Earlier on Monday, the jury heard the last of the evidence in Hughes’ defence, from a woman who shared a cell with Tustin while she was awaiting trial for Arthur’s murder.

Elaine Pritchard was Tustin’s “padmate” at HMP Eastwood Park in Gloucestershire in November last year.

She said she trashed the cell and ordered Tustin out after reading that Arthur had suffered about 130 separate injuries.

Ms Pritchard, 48, told jurors she has an extensive record of offending linked to drug and alcohol abuse, including assaults and drink-driving.

In May 2007, she had also admitted two counts of neglecting her children, who were removed from her care in 2007, as she told the jury the drugs had “taken over everything” in her life at the time.

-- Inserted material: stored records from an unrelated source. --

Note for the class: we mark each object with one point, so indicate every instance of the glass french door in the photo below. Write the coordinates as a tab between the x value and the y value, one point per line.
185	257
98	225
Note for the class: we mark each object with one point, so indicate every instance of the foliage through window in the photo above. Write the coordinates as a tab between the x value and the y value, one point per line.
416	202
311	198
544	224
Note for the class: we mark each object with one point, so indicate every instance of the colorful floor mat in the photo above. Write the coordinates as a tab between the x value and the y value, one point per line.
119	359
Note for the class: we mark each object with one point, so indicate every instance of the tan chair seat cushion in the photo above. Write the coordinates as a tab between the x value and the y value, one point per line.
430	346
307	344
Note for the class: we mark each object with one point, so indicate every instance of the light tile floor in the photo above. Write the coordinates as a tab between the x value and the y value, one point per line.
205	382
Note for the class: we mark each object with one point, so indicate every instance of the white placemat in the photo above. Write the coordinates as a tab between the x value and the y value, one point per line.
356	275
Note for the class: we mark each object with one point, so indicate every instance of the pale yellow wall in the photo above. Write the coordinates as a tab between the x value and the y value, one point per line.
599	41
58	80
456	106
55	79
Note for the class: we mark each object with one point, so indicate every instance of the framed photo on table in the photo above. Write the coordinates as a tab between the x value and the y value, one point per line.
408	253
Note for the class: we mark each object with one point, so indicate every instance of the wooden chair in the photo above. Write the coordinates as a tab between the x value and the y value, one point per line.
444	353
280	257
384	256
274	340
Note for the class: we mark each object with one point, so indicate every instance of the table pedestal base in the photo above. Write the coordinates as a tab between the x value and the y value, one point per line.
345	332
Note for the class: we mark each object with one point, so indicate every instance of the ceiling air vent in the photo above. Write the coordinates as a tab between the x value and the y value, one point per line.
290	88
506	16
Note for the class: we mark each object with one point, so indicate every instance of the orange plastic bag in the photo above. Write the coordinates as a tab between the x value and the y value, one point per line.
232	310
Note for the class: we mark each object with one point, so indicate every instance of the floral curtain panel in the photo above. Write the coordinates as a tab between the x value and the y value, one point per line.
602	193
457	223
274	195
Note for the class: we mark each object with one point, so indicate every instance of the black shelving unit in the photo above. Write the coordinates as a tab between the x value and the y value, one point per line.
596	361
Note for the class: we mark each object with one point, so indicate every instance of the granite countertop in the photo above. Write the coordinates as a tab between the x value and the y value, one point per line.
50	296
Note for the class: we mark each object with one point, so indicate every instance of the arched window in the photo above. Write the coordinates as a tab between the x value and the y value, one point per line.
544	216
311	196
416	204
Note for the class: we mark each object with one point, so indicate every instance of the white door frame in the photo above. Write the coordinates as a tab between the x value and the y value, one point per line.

Ms Pritchard was asked about an argument she had while sharing a cell with Tustin in November 2021, which ended with her calling the prison’s guards to have her cellmate removed.

In evidence, she said she had spotted Tustin’s case paperwork lying on a side table.

She said: “I saw a comment from the paramedics, and 137 bruises. On his body. And that she showed no emotion.”

Bernard Richmond QC, representing Hughes, asked: “How did she know that you had seen that?”

Ms Pritchard replied: “Because I ended up throwing her out of the cell.”

She added: “I asked her, why wouldn’t she know that a boy had all those injuries?

“I asked her about when she had bathed him or showered him.

“She said ‘Oh, I didn’t do that, I just used to give him a towel’.

“I was quite angry at the fact someone had 137 bruises on their body.”

Asked what Tustin did when Ms Pritchard got angry, she claimed: “She was sat on her bed or on the chair, with her knees up, and I just started throwing her stuff into the corner of the room, saying ‘You’re getting out, you’re going’.

“I pressed the alarm bell for the staff, I feared I would end up staying in the prison.”

Ms Pritchard then alleged: “She said to me ‘You had your kids taken off you’ and I said ‘Yeah, I did, but you’re not going to get your kids back, you’ve murdered a little boy, you’ve killed a boy’.

“She wasn’t interested; the only thing she spoke about was her own children, she never spoke about Arthur.”

Ms Pritchard was also asked about an alleged remark Tustin made to her, describing Arthur as a “little f*****”, when she had “stopped him” leaving the house to go after his father.

However, Ms Pritchard was unable to tell jurors if the words allegedly used by Tustin had been about an incident on the day of Arthur’s fatal collapse.

Tustin previously pleaded guilty on the first day of the trial to another count of child cruelty – ill-treating Arthur on multiple occasions by “forcing him to stand, isolating him within the family home, and physically or verbally intimidating him”.

Hughes denies a similar charge, as well as a further child cruelty allegation of “wilfully assaulting Arthur on multiple occasions”.

The pair also both deny allegations of child cruelty by administering salt to Arthur between June 1 and 17 last year, and by withholding food and drink.

Hughes, of Stroud Road, and Tustin, of Cranmore Road, also both deny murder and the trial continues with the judge now giving the jury legal directions.